My recipe was adapted from Jamie Eason's Cinnamon Swirl Protein Bread. I first made her version and while it was very good, it seemed like it was missing a little something... and I've found what it was :)
You can see the original recipe here: http://www.bodybuilding.com/fun/jamie-easons-livefit-recipes-cinnamon-swirl-protein-bread.html?mcid=youtube
Ingredients
DRY:
1 3/4 cups oat flour (Bob's Red Mill has a great one)

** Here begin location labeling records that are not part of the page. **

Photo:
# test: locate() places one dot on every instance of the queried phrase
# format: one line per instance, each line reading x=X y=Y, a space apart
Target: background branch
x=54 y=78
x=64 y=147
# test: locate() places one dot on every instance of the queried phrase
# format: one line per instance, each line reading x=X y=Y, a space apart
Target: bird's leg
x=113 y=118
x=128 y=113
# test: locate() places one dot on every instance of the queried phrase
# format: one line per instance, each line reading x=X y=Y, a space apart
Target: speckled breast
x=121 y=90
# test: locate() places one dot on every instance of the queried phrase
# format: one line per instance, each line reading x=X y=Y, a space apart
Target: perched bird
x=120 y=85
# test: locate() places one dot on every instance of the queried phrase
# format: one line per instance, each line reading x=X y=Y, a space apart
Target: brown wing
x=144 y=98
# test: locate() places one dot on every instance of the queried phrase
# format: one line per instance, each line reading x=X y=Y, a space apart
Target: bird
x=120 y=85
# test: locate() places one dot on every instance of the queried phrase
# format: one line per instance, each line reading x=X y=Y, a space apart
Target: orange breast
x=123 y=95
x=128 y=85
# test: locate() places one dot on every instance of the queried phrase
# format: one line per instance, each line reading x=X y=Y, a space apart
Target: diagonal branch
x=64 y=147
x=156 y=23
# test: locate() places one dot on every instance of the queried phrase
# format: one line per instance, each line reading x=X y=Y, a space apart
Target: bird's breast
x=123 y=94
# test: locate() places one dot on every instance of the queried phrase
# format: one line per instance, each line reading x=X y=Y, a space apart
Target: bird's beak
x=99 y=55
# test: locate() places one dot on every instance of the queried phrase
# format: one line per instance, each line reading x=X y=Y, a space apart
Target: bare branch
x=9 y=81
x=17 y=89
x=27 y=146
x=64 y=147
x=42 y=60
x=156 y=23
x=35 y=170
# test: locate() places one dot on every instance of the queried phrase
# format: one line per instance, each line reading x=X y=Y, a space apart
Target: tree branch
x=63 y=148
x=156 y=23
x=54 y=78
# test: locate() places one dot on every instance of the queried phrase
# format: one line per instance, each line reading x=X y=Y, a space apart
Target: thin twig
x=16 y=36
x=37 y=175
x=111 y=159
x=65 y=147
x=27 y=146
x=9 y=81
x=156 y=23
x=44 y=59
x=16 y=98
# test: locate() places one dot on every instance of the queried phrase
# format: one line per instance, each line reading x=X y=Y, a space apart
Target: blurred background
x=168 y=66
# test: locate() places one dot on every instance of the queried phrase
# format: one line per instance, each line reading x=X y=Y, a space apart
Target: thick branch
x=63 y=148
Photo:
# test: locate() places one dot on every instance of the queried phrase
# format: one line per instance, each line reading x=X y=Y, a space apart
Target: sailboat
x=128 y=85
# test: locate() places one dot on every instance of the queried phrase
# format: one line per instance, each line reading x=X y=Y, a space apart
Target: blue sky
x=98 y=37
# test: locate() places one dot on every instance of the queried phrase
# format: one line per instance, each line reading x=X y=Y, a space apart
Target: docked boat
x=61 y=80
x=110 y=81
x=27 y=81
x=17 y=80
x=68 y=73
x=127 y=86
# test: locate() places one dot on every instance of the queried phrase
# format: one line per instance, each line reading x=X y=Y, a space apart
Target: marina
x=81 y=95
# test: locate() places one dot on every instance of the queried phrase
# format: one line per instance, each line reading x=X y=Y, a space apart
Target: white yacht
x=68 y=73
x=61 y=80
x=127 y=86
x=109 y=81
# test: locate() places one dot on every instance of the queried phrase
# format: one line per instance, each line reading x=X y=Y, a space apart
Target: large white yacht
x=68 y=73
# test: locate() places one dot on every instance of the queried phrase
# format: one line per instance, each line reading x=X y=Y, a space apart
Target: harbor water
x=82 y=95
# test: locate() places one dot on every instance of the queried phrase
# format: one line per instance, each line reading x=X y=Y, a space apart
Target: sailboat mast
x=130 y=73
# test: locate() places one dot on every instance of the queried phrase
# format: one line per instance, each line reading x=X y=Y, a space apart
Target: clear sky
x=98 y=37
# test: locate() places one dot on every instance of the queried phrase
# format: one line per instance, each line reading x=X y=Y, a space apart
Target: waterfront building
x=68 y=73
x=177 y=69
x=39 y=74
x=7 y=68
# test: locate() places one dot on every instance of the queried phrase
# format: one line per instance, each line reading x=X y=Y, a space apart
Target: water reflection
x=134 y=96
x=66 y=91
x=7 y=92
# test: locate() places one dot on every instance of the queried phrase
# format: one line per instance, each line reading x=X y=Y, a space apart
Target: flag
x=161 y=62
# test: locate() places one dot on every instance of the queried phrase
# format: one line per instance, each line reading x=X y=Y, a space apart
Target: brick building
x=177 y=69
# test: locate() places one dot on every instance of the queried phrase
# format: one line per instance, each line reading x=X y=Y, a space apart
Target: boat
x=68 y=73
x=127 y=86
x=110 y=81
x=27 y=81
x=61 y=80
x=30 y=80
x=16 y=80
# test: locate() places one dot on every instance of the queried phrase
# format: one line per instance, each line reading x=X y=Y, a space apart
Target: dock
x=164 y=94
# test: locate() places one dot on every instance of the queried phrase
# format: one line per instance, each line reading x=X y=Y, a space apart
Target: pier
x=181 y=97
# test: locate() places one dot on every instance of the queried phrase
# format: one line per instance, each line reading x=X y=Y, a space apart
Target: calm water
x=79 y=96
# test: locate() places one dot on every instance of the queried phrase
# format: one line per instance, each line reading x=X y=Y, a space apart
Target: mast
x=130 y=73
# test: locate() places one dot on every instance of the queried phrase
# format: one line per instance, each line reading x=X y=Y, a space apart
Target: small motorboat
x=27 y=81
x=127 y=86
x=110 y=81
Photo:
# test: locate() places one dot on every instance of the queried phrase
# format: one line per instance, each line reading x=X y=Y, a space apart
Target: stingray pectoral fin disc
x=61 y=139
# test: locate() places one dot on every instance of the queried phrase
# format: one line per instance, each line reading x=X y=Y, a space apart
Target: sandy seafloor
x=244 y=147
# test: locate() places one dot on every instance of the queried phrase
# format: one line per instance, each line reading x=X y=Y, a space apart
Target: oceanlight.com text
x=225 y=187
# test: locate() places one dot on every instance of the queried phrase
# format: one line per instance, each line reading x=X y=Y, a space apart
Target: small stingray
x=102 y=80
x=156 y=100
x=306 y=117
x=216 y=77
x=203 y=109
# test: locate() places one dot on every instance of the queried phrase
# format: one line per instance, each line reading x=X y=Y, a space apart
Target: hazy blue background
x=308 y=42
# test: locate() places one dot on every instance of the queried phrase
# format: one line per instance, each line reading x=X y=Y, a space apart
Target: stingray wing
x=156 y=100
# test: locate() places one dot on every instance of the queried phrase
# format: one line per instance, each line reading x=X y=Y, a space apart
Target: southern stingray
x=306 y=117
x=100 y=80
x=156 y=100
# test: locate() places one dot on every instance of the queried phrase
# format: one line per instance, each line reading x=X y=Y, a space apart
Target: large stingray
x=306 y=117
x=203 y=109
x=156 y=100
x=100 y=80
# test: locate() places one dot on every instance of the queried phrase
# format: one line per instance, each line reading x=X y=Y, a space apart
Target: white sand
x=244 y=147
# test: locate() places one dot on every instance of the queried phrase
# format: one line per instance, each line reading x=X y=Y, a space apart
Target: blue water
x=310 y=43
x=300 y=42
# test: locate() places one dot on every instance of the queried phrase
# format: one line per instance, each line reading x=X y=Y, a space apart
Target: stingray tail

3 1/2 scoops vanilla protein powder (I use Vital Plex Revolution brand)
1/2 tsp salt
1 TBSP baking powder
3 TBSP stevia (I use Stevia in the Raw, Truvia would work too)
1 tsp cinnamon
A few dashes nutmeg
WET:
3/4 cup almond milk (regular will work too, I use Almond Breeze Unsweetened Vanilla)
2 egg whites
1 tsp vanilla extract
1/3 cup unsweetened applesauce
1/3 cup plain greek yogurt (I use Fage 0%)
3 TBSP maple syrup (If you're a food purist, go for the real stuff and reduce to 2 TBSP if desired, if you don't mind some artificial sweeteners, you can use a sugar free variety. I used Mrs. Butter Worth's Sugar Free)
TOPPING:
4 individual packets Truvia (or about 2 TBSP)
3 tsp cinnamon
Directions
Preheat oven to 350F. Spray one muffin tin thoroughly with non-stick cooking spray. Mix dry ingredients together in one bowl. Mix wet ingredients together in another bowl. Once both are fully mixed, combine dry and wet bowls. Pour into individual muffin holders. Once all muffin holders are evenly filled, sprinkle each with cinnamon/Truvia topping. Bake for 11-14 minutes (depending on your individual oven). I put half of the muffins in glass Tupperware to be eaten for the next couple of days, and put the rest in glass Tupperware in the fridge to extend freshness. ENJOY!
Nutritional Info
If you seperate the batter into 12 muffin tins and use a sugar free maple syrup, each muffin has approximately 100 calories, 9 grams of protein, and a heaping serving of deliciousness.